Unchain the Builders - Again
This series of articles has celebrated the work of seven relatively unknown builders, pioneers all, each a champion for the cause of human freedom. I encourage you to read the books and other works by these authors to better understand the ideas that made the American Republic a unique and beneficial experiment in human action.
Bastiat’s simple message in The Law shows why the American Republic has declined so much over the last century. Once the law started transferring wealth by force, its primary purpose – the protection of people and their property – was violated, and became secondary, even trivial. Since it is easy to vote for someone who will take others’ property and give it to you, the steady trend has been to avoid long term economic consequences, and give people what they want now – seemingly endless government programs at someone else’s expense.
If there were more people today like Locke, Paine, Madison, Bastiat, Thoreau, Lane and Hazlitt, the public debate on individual freedom and the purpose of government would take quite a different turn than it has since the New Deal socialism of the 1930's.
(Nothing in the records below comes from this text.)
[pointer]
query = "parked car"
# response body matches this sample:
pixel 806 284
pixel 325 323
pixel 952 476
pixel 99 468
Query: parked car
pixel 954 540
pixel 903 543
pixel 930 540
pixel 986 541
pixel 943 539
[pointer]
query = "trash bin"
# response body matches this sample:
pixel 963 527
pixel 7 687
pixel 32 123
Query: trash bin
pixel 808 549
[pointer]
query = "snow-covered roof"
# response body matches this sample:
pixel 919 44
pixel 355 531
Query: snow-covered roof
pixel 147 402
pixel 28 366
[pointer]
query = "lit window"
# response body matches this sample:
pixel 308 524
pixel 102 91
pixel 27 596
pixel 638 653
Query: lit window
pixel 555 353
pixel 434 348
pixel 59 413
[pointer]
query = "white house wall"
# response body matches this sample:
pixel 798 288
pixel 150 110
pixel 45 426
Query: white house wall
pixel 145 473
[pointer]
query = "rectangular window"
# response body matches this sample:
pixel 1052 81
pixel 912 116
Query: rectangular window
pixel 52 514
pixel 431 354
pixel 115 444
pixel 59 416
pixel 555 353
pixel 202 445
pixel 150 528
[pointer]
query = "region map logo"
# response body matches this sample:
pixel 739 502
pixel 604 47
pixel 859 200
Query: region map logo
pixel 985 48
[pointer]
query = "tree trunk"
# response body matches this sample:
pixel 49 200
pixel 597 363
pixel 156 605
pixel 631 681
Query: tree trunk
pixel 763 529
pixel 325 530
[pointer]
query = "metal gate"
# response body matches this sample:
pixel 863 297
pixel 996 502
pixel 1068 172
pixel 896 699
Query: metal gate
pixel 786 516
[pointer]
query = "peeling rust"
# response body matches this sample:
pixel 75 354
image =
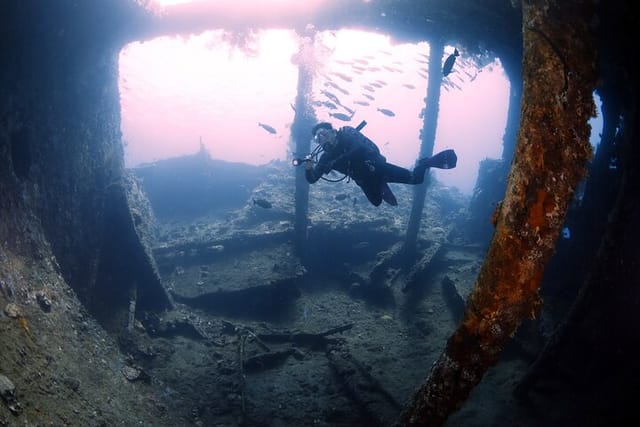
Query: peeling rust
pixel 550 159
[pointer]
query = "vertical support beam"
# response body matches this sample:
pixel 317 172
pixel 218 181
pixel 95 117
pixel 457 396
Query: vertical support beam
pixel 427 141
pixel 303 121
pixel 550 159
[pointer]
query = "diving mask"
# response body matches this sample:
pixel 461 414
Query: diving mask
pixel 325 136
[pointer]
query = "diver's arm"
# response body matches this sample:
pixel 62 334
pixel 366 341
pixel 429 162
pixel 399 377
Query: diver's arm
pixel 313 173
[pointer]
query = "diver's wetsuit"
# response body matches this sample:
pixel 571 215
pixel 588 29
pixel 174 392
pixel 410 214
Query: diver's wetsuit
pixel 358 157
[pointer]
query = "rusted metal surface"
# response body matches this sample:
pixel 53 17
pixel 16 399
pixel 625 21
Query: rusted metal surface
pixel 550 160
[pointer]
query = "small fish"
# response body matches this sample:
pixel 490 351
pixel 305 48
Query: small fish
pixel 331 97
pixel 361 245
pixel 448 64
pixel 330 105
pixel 386 112
pixel 342 76
pixel 268 128
pixel 265 204
pixel 341 116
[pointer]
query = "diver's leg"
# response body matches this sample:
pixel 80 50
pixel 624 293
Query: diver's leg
pixel 373 191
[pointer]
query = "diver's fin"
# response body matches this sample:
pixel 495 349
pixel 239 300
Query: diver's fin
pixel 446 159
pixel 387 194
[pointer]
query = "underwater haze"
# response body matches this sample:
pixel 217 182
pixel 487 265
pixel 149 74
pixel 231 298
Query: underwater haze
pixel 178 92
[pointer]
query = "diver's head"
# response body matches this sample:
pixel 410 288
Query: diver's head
pixel 324 135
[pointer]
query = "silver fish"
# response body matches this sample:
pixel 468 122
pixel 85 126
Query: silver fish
pixel 386 112
pixel 268 128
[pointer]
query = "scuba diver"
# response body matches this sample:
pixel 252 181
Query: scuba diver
pixel 348 151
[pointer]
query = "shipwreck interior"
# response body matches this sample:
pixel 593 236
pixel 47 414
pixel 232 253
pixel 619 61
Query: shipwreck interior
pixel 128 297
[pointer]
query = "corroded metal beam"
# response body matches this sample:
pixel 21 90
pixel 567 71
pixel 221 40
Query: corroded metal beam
pixel 551 156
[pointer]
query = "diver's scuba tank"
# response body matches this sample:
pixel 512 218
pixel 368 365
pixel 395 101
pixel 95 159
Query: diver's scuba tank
pixel 297 161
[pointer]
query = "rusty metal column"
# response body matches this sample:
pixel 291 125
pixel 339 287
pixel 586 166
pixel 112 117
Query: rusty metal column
pixel 550 160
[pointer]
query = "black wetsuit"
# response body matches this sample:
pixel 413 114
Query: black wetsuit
pixel 358 157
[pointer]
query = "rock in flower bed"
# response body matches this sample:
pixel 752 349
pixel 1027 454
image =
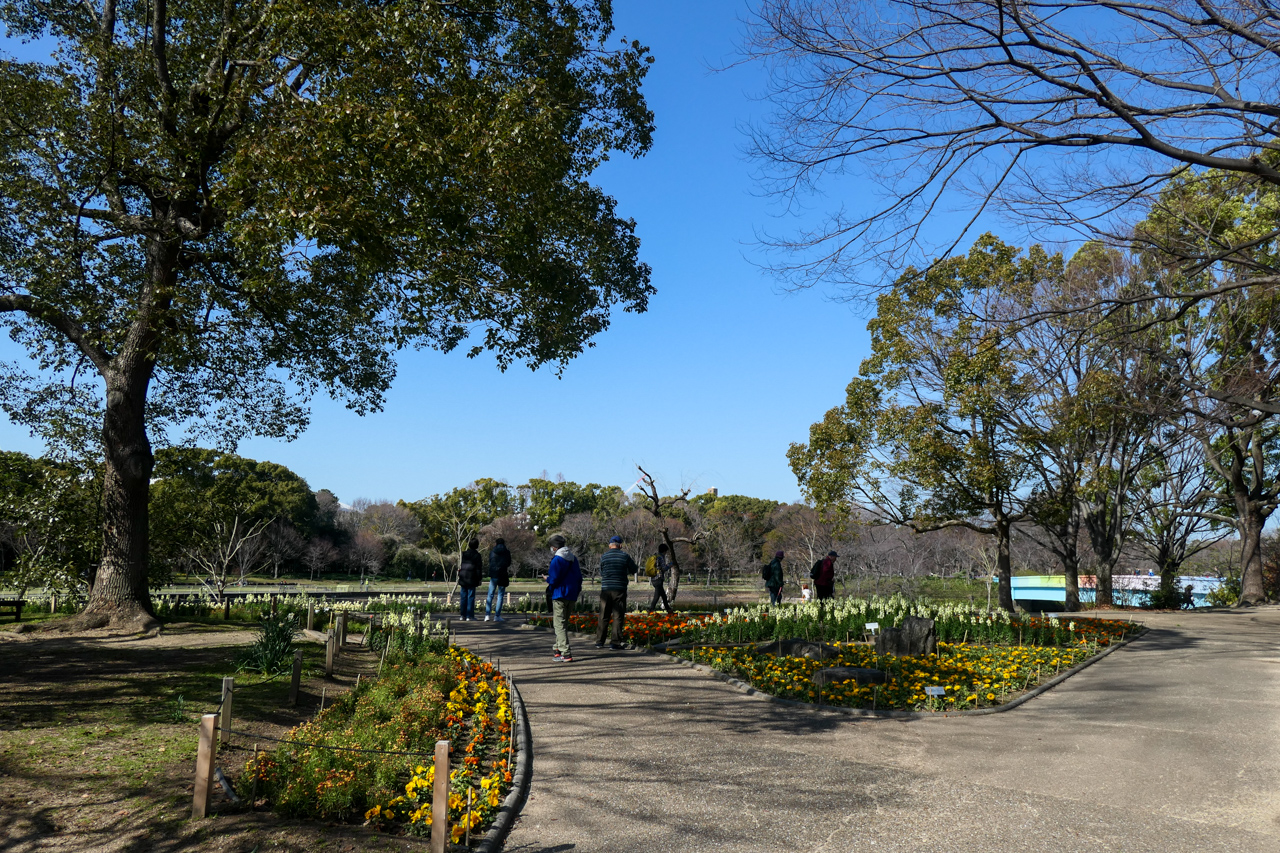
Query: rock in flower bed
pixel 973 676
pixel 451 696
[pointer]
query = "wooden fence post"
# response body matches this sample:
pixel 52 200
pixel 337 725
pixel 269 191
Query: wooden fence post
pixel 440 798
pixel 204 766
pixel 225 716
pixel 297 678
Though some voices today praise the rights of the individual against the collective, few will stand up to the crowd, which is what each of these builders did. Government's most dangerous narcotic - easy money - must always be taken from someone else by force, whether immediately by taxes, or later by inflation and public debt. This always results in a net loss to the economy and produces increasing tyranny at the expense of freedom and responsibility.
If you paid attention to Rose Wilder Lane (The Discovery of Freedom), you now know a secret most people never learn. Builders don’t have to be unchained - they just have to unchain themselves.